Zibon went back with his friends, not looking as thrilled anymore about his gift, the excitement gone for some reason. I couldn’t focus on that, though, getting filled in on the full story when I’d only gotten bits and pieces of why zakasacs were coming for them.
“We have to move all the pre-trans here to where we are if we’re for sure staying,” Basilia announced after a few minutes of us sitting with this new information.
“Why? What led you to that?” I asked, holding up my hand to Alexander and Helios.
“Because I saw notes and like a flowchart that made no sense until now,” she explained, fear in her eyes. “They don’t think it’s unmated warriors. They think it’s pre-trans warriors that this experiment thing worked on. And at first it seems stupid to go to these lengths to work on making warriors complacent to their zakasac mate, but when you think of it as the way to get all young warriors with limitless potential to turn zakasac, it’s quite genius. We must speak with the one who was taken. I want the firsthand account, but I believe zakasacs put the pieces together of what—”

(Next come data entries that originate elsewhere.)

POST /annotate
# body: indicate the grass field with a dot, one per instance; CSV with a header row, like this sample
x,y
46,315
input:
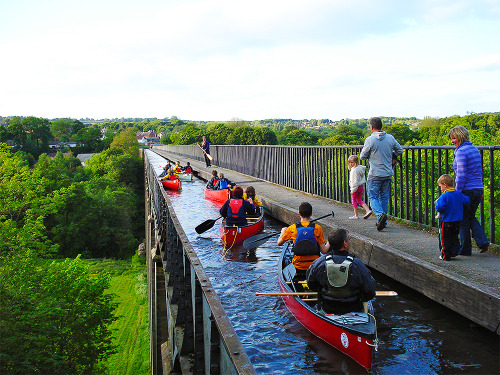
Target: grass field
x,y
131,330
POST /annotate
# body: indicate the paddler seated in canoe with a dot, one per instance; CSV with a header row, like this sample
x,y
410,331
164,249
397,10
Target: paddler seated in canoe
x,y
213,181
170,175
187,168
177,167
165,170
342,281
308,241
236,209
223,183
250,196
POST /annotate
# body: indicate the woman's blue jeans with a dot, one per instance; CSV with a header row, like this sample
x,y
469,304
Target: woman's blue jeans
x,y
470,223
379,193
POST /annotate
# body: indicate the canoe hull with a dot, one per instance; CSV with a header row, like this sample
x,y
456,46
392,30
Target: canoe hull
x,y
171,184
235,235
356,341
186,177
217,195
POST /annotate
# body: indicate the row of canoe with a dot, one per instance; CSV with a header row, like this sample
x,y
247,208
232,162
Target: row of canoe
x,y
177,183
353,334
231,235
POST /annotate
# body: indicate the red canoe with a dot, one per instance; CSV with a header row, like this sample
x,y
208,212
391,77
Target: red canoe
x,y
354,334
234,235
172,184
217,195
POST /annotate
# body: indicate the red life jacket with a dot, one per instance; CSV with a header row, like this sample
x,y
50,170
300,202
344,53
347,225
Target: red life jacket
x,y
236,208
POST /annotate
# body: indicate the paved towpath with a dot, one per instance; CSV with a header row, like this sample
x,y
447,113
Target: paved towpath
x,y
467,285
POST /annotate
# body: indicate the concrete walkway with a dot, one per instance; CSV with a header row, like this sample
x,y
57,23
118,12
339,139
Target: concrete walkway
x,y
468,285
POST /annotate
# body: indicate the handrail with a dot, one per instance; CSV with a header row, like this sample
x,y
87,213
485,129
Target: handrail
x,y
322,170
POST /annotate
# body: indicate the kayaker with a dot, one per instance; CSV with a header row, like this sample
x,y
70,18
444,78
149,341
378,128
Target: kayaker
x,y
177,167
205,145
250,196
236,209
170,175
213,181
223,183
308,239
187,168
165,170
342,281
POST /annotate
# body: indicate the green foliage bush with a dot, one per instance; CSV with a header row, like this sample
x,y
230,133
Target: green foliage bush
x,y
54,316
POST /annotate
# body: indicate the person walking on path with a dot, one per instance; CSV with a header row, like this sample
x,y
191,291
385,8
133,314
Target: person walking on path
x,y
205,145
469,181
379,149
451,206
356,180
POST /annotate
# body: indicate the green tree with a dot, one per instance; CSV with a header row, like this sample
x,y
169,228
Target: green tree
x,y
62,129
345,135
299,137
89,139
219,133
126,141
53,317
402,133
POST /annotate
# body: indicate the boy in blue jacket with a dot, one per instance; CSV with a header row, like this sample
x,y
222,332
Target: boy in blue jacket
x,y
450,206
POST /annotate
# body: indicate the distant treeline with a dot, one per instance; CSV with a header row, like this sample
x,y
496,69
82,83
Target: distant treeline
x,y
32,135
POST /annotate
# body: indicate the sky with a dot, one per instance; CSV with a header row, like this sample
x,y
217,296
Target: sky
x,y
219,60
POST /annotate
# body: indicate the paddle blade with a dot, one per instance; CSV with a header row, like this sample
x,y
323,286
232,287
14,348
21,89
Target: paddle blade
x,y
206,225
257,240
386,293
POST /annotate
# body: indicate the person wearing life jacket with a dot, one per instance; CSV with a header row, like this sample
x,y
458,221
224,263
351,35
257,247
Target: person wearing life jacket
x,y
187,168
170,175
250,196
213,181
308,240
177,167
342,281
236,209
223,183
164,172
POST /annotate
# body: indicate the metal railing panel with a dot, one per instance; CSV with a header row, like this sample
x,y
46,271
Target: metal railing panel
x,y
414,187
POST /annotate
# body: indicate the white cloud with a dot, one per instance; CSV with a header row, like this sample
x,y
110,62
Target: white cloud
x,y
220,59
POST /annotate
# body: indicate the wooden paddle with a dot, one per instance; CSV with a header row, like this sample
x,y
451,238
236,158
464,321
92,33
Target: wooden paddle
x,y
206,225
208,155
378,293
260,239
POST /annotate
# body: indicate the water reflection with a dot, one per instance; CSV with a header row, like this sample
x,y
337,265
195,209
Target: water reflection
x,y
416,335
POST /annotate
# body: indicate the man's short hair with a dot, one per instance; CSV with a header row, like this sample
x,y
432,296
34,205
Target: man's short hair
x,y
460,133
446,179
376,123
237,192
337,238
305,209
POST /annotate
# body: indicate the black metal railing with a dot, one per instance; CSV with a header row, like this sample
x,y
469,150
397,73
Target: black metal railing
x,y
322,170
188,325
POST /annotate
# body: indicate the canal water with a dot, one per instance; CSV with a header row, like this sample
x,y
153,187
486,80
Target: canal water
x,y
416,335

“They think happened,” I muttered, nodding my head. “Because why else would the original group focus on getting people from this camp. This camp is known for being remote, sure, now some call it the Homo Camp, but mostly it’s got the most pre-trans that survive. That means strong pre-trans and ones to come after. Shit. This is bad. And definitely explains why three good sized nests were setting down camp.”

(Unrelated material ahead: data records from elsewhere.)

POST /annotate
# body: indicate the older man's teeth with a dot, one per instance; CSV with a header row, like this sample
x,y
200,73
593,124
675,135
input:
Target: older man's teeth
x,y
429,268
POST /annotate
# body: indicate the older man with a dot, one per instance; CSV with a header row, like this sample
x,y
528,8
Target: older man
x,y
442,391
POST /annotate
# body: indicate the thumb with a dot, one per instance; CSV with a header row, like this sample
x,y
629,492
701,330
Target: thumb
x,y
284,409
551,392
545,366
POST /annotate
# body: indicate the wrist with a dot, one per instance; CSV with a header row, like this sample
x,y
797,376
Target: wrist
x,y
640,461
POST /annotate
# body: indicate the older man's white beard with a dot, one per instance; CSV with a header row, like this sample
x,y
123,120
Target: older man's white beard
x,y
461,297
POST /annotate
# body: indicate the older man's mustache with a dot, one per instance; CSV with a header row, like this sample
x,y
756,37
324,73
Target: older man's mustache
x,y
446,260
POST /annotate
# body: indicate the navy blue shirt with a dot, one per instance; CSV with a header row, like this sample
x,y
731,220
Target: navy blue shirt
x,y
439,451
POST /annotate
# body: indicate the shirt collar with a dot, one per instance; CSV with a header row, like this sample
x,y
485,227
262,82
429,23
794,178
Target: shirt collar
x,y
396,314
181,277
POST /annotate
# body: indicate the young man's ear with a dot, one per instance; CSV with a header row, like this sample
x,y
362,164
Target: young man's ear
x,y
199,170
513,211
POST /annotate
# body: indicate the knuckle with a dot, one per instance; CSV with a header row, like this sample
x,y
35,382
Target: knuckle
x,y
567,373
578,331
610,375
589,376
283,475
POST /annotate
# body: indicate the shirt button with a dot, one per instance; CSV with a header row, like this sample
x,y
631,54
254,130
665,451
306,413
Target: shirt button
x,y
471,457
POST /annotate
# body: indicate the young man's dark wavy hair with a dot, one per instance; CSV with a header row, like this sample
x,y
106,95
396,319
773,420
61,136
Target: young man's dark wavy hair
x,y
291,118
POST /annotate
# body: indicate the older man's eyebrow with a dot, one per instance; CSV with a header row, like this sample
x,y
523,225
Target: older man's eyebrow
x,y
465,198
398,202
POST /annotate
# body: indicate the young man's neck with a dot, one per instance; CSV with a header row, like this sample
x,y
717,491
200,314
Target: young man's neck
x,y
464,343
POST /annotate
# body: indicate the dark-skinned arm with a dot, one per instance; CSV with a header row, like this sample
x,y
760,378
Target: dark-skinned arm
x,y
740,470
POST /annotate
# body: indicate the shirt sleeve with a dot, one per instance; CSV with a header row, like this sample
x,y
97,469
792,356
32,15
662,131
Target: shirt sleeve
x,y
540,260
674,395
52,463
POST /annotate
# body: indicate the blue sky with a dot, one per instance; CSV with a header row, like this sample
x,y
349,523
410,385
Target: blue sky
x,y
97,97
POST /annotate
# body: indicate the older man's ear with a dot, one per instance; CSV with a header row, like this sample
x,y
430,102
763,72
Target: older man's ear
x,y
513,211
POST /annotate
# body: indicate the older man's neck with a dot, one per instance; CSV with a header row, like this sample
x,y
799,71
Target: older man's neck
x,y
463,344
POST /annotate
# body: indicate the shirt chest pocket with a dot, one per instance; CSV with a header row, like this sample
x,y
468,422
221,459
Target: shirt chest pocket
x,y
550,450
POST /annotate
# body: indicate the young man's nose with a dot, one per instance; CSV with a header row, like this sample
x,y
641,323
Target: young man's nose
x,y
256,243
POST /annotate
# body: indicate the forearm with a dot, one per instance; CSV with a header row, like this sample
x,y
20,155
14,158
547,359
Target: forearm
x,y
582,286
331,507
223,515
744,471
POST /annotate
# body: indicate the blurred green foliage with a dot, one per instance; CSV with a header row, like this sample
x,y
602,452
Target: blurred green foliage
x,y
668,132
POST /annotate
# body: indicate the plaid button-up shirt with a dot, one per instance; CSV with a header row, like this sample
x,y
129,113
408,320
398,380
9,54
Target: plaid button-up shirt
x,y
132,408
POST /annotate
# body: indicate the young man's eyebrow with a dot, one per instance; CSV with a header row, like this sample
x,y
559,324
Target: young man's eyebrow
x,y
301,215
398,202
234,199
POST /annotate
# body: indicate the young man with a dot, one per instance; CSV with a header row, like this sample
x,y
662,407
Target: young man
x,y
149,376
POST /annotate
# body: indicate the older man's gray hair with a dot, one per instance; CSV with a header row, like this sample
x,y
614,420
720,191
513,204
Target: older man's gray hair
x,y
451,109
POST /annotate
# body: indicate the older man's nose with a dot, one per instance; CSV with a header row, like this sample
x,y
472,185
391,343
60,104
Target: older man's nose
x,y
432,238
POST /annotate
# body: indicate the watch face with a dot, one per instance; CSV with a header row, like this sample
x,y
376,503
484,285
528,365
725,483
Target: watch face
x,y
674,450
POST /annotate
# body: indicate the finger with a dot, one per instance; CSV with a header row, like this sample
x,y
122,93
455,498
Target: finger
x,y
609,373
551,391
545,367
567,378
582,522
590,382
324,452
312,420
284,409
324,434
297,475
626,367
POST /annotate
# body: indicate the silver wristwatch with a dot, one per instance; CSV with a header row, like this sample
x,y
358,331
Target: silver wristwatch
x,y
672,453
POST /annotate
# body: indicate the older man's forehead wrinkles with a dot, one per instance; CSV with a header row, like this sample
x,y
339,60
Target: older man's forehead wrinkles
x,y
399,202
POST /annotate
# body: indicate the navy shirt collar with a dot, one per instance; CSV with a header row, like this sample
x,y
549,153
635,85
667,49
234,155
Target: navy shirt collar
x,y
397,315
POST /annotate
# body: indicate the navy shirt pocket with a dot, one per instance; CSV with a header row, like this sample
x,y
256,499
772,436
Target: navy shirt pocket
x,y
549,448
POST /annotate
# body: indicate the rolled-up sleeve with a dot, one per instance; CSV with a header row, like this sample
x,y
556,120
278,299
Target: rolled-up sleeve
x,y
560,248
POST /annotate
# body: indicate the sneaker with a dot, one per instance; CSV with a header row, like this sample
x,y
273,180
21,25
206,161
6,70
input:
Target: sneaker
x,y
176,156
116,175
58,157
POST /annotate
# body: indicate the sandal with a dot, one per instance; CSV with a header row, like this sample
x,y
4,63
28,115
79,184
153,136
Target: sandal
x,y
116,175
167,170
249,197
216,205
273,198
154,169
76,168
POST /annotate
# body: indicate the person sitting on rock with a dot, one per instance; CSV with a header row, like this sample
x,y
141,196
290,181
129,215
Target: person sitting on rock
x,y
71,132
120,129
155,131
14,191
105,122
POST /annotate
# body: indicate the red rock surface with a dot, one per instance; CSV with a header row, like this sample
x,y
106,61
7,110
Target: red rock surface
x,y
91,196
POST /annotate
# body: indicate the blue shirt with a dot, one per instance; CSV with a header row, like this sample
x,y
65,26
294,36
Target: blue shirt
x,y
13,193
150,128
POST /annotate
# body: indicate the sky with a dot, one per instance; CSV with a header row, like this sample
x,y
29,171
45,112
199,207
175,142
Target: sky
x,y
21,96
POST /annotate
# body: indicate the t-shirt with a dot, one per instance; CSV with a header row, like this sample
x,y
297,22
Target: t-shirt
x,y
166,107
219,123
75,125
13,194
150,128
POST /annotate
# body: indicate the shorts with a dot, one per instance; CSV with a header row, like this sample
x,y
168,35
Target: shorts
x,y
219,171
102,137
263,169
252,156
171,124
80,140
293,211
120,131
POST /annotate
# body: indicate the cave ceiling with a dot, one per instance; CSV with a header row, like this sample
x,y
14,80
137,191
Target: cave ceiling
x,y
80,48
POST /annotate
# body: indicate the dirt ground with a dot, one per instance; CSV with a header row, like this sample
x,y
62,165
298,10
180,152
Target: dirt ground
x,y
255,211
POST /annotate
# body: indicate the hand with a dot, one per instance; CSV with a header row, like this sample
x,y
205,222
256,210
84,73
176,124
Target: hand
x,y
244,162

“You are more than welcome to the journal we found outlining what was done,” Alexander offered, giving us a hesitant look. “And you may speak with Gilroy, but sections of his memory are missing or—”
“He’s young, and it was a horrid thing he went through,” Helios interjected. “Please, just go easy on him. He’s a good kid. He’s got a programmer’s brain, and I messed up trying to ease him into learning more of what he was missing.”

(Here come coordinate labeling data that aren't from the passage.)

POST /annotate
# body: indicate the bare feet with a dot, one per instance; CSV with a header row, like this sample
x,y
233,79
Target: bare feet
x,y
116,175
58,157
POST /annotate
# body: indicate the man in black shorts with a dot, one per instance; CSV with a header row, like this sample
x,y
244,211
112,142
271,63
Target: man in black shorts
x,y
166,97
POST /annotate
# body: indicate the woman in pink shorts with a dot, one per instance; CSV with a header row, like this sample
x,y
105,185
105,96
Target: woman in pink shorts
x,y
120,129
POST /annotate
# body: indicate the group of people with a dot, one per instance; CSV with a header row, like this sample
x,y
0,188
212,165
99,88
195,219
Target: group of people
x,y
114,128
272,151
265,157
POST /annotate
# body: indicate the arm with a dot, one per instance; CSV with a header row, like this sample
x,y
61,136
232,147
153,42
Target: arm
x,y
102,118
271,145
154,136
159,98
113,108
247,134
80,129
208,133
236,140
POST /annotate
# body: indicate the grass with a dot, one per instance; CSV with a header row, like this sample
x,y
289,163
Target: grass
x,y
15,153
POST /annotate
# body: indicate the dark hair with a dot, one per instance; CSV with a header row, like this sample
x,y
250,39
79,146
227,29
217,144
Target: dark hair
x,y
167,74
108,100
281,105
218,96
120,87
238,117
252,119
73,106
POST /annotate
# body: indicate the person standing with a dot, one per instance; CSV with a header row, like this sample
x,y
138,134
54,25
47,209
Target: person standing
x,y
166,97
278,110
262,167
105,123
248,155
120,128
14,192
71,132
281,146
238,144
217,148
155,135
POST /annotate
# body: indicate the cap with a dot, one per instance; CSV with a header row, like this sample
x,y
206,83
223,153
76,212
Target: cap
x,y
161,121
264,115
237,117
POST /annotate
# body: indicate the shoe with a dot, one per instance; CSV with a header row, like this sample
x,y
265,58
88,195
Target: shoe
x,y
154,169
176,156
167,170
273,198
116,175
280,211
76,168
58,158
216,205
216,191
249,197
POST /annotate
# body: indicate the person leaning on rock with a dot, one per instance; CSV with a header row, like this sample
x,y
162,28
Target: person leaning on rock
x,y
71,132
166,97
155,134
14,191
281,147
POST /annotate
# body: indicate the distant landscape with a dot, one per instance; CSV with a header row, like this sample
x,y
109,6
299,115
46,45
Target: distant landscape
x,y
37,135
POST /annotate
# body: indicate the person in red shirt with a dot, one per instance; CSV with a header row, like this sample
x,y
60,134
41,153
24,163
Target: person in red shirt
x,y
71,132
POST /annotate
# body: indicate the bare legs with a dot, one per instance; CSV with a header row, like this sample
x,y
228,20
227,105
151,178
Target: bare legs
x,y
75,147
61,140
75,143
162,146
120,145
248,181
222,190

“We just want to hear it from the source and a different perspective for what we know versus what you might. It will help move ideas forward and get everyone filled in accurately,” I assured them, not wanting it to sound as
insulting as he meant it. Sure, we didn’t use kid gloves ever, but we weren’t monsters.
Basilia stood when Gilroy came in with Xana, his mate, smiling. “This is the one like me?”
“Yes,” I chuckled, shaking my head.
“Like you?” Xana muttered, glancing between us.
“Impenetrable,” Basilia informed him. “I heard it’s your gift.”
His eyebrows shot up. “It is. I’ve never heard or met another who had it.”
“I’m also the first female warrior to ever be born, so it was needed to survive,” she explained, extending her hand. “If you ever need help with it or the range of what you can do, my door is always open.”
“Thanks.” He shook her hand but then frowned. “Range? You mean like fire not hurting us, to ‘Hulk smash?’”
“I mean how to focus it,” she answered, glancing at me as if missing something.
“She is also one of the finest wielders of a sword I’ve ever seen. You lose dexterity from what I’ve heard, and she doesn’t.”
“I can,” she corrected me. “I mean, yeah, I can be like the comic and smash when the situation is needed, but I can do both.”
“I would very much like to work with you then, thank you,” Xana accepted, dipping his head. “I never realized there could be a range like that.”
“You might have another to bring under your tutelage,” Proximo cut in. “One of the budding gifts appears to be the same.”
“I will speak with Marissa and let her know I’m available,” Basilia agreed. “It’s normal for those coming into their gifts to develop the same as one around them.” We got several befuddled looks, and I seriously wanted to ask if anyone ever passed on any knowledge or truth. “It’s a survival adaptation of vampires, especially warriors as their gifts tend to be powerful, and that means there is someone to guide them. It’s why families would fight to get their offspring warriors into the best, strongest camps so they might have a chance at such gifts.”